Photographer: Adriana Loureiro Fernandez/Bloomberg

By Alex Vasquez and Nicolle Yapur / Bloomberg

  • Greenbacks are used for more 50% of sales in nine cities

  • Many Venezuelans now rely on remittances from relatives abroad

Venezuela is becoming increasingly dollarized, as greenbacks help shoppers avoid the inconvenience of the hyper-inflationary local currency.

An estimated 64% of all sales in Venezuela involve foreign currency, of which 55.7% are made in dollars, according to a survey of almost 16,000 transactions carried out from Feb. 9-14 across 10 cities by Ecoanalitica, a Caracas-based research firm. Colombian pesos and euros also are gaining in use.

In the western town of San Cristobal, about 94% of all transactions took place in foreign currencies, according to the study. In Maracaibo, where rolling blackouts have left credit card readers useless for days on end, about 92% of sales were in foreign currencies.

Over the past year, the U.S. dollar has become Venezuela’s unofficial currency. The collapse of the bolivar, which shed 99% of its value against the dollar in 2019, mirrors that of the Venezuelan economy, which is entering its sixth year of decline. While inflation has somewhat abated, it’s running at an estimated annual rate of 4,344%, according to Bloomberg’s Cafe Con Leche Index.

More than the 4 million Venezuelans who have migrated in recent years to escape the economic crisis send remittances that Ecoanalitica estimates will reach $4 billion this year.
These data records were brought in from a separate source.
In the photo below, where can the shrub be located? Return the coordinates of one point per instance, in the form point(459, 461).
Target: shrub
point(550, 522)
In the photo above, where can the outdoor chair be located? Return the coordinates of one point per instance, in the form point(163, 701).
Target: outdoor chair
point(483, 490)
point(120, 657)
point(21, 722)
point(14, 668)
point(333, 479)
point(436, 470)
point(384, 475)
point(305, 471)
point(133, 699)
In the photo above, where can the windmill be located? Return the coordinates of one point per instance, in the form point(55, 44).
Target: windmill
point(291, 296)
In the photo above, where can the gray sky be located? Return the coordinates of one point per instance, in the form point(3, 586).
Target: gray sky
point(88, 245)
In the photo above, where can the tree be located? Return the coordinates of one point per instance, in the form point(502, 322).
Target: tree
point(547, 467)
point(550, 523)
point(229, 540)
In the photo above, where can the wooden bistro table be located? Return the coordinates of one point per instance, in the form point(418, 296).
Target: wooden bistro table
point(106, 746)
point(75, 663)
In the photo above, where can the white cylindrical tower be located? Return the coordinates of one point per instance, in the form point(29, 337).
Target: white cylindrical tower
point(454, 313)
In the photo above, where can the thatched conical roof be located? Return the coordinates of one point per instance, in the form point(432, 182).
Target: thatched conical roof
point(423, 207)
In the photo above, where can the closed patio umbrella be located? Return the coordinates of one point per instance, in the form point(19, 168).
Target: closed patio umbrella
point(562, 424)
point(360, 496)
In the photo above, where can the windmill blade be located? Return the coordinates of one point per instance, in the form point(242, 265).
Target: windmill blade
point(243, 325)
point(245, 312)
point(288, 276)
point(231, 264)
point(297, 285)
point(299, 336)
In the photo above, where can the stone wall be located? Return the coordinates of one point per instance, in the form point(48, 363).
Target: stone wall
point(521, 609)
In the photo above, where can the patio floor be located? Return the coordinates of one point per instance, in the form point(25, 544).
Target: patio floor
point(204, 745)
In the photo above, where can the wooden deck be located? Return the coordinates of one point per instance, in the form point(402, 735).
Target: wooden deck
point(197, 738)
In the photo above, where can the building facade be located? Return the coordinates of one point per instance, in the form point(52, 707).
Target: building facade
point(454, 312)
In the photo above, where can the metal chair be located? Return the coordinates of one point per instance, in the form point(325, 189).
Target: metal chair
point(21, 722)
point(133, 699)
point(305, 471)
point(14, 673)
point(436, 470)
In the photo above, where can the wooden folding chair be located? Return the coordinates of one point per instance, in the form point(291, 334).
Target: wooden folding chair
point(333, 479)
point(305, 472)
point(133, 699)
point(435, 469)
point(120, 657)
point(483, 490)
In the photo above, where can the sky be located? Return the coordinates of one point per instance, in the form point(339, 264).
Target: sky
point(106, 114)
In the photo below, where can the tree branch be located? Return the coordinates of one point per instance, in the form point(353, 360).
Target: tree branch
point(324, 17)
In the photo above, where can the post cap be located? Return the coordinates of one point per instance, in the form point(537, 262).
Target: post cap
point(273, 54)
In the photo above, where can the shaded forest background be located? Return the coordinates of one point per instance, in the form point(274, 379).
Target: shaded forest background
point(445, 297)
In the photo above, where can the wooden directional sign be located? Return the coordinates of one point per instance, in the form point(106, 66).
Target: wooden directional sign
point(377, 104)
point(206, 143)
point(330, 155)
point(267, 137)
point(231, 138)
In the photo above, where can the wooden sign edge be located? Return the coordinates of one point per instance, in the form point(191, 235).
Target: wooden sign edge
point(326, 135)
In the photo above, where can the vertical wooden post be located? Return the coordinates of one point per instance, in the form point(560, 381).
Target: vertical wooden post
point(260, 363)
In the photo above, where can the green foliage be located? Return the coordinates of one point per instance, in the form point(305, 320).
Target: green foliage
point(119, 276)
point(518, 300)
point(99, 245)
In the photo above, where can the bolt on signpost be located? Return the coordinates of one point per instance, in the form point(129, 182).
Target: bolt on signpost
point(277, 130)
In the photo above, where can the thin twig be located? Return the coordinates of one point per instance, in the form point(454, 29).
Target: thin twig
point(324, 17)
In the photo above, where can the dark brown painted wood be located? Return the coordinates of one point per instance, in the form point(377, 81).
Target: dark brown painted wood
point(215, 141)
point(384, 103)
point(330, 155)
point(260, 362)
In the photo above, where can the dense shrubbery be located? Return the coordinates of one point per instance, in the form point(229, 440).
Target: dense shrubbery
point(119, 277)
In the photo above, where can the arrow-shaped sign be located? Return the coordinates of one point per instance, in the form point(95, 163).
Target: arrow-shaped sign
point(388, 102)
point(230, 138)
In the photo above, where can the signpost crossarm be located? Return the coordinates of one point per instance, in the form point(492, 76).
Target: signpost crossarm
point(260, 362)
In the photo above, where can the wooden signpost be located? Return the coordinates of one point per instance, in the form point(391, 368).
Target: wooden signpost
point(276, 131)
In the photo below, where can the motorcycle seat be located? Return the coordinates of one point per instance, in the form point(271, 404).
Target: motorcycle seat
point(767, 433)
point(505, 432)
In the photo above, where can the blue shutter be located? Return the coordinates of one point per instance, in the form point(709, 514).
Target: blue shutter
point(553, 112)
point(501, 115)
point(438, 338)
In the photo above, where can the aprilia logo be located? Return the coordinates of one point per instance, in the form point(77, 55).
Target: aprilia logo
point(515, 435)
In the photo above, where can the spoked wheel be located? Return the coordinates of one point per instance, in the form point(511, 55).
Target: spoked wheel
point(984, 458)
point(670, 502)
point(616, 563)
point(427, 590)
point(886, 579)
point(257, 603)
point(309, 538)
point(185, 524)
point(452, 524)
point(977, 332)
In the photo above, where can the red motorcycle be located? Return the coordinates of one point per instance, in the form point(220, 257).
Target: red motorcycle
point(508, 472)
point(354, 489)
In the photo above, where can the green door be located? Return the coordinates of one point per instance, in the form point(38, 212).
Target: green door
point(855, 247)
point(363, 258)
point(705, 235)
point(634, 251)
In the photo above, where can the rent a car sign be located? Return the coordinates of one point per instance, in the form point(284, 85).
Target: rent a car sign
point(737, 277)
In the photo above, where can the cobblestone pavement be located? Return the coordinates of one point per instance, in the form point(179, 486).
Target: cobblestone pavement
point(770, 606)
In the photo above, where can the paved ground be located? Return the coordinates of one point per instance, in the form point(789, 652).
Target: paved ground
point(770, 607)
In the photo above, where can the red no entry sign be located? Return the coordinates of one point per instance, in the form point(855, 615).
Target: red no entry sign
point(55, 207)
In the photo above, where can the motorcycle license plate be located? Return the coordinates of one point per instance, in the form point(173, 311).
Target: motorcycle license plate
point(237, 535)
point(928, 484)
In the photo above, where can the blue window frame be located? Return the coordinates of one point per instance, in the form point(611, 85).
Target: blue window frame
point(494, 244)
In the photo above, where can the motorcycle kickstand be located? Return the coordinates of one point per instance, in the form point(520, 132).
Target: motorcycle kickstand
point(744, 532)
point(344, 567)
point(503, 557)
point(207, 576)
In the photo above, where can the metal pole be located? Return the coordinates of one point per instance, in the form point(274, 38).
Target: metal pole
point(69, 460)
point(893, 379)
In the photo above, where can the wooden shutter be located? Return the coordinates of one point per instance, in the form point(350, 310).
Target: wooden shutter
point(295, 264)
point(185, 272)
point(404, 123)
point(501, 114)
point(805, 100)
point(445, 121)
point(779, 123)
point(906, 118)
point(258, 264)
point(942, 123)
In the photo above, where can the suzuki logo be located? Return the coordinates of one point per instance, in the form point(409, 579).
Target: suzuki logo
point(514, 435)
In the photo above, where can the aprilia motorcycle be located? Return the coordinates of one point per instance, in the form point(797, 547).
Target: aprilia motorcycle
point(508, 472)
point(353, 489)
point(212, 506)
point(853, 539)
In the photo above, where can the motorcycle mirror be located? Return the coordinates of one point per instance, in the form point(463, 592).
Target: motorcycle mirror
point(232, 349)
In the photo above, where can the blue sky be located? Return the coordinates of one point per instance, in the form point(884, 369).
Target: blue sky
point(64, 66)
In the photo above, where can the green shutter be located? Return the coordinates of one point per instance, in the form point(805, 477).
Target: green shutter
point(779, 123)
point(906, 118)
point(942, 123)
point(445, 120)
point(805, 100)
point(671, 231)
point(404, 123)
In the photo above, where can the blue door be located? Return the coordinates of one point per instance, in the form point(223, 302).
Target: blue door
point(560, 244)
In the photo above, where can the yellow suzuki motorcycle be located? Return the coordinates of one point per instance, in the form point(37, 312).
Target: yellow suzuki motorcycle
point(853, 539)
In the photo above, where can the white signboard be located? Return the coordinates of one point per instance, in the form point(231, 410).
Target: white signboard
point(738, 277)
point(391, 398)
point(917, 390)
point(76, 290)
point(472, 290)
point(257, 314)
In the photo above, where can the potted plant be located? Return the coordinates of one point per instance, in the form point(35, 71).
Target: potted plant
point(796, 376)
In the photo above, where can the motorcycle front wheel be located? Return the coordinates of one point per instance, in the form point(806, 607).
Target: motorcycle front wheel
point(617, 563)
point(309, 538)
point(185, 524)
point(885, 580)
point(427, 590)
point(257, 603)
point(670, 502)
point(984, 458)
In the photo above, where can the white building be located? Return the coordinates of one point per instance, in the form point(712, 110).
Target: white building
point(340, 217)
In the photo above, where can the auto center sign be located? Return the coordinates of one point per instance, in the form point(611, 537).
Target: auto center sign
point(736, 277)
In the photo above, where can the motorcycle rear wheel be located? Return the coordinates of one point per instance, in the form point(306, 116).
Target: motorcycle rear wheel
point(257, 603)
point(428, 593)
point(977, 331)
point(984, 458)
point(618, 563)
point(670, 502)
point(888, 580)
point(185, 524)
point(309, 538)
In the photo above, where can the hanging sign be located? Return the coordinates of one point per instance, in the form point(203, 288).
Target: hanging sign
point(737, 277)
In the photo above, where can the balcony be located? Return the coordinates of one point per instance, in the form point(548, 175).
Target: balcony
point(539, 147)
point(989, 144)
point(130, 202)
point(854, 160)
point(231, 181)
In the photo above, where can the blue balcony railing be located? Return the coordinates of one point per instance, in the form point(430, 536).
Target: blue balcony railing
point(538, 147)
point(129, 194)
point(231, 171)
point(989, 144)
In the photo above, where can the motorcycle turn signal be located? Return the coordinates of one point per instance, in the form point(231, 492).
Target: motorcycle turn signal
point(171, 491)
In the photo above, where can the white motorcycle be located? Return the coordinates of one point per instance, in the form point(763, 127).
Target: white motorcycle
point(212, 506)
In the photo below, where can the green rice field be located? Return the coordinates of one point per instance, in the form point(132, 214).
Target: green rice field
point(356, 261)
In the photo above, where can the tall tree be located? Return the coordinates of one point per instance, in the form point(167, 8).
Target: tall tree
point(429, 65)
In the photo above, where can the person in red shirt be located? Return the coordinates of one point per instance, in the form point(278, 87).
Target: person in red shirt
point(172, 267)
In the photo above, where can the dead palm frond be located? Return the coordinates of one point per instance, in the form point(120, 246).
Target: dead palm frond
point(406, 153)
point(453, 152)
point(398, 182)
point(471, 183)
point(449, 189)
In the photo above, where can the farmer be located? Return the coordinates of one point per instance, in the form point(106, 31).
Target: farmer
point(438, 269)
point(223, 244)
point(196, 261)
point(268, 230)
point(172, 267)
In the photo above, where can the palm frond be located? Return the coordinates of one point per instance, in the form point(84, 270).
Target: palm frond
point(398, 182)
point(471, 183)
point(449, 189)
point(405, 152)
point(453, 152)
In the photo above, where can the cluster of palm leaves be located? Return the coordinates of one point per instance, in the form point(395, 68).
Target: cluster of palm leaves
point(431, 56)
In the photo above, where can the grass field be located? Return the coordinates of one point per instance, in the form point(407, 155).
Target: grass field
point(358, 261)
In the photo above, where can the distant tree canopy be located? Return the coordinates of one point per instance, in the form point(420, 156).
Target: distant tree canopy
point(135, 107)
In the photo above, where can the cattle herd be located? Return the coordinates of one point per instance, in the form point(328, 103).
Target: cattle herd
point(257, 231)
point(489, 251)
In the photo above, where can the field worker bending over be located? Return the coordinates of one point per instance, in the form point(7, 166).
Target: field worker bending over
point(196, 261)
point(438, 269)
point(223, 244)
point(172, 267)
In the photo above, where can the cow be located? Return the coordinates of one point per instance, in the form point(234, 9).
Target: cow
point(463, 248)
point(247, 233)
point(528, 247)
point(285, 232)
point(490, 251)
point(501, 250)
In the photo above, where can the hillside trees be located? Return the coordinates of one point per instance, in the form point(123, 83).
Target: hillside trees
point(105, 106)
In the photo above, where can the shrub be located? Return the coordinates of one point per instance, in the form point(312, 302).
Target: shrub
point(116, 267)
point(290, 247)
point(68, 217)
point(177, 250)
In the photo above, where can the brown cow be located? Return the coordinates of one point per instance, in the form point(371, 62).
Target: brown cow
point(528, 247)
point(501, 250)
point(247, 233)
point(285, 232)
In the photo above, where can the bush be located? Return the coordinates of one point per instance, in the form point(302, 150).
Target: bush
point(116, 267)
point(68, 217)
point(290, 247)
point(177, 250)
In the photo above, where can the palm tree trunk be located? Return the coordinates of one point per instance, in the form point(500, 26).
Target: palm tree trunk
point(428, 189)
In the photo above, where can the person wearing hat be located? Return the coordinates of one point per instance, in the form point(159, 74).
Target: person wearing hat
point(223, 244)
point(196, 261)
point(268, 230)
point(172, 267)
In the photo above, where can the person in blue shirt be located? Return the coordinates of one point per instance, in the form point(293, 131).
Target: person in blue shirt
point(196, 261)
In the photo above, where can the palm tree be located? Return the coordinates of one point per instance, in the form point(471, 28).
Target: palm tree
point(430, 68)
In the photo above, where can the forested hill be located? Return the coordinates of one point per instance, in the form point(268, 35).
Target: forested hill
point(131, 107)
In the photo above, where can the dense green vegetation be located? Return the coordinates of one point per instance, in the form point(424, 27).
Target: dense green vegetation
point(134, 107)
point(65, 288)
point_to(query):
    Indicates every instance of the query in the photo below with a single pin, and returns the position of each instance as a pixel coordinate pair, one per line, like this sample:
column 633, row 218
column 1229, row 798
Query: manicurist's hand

This has caused a breach in living standards between those with access to hard currency and those without.

The study also found that 81% of sales took place in cash, which is creating challenges for local businesses, since just a few banks have started offering foreign currency accounts which act more like deposit boxes.

“I do not believe that the economy will be completely dollarized but it is showing a growing trend that is difficult to reverse,” Asdrubal Oliveros, director of Ecoanalitica, said. “We will continue to have a dual economy in which the dollar has an increasing weight.”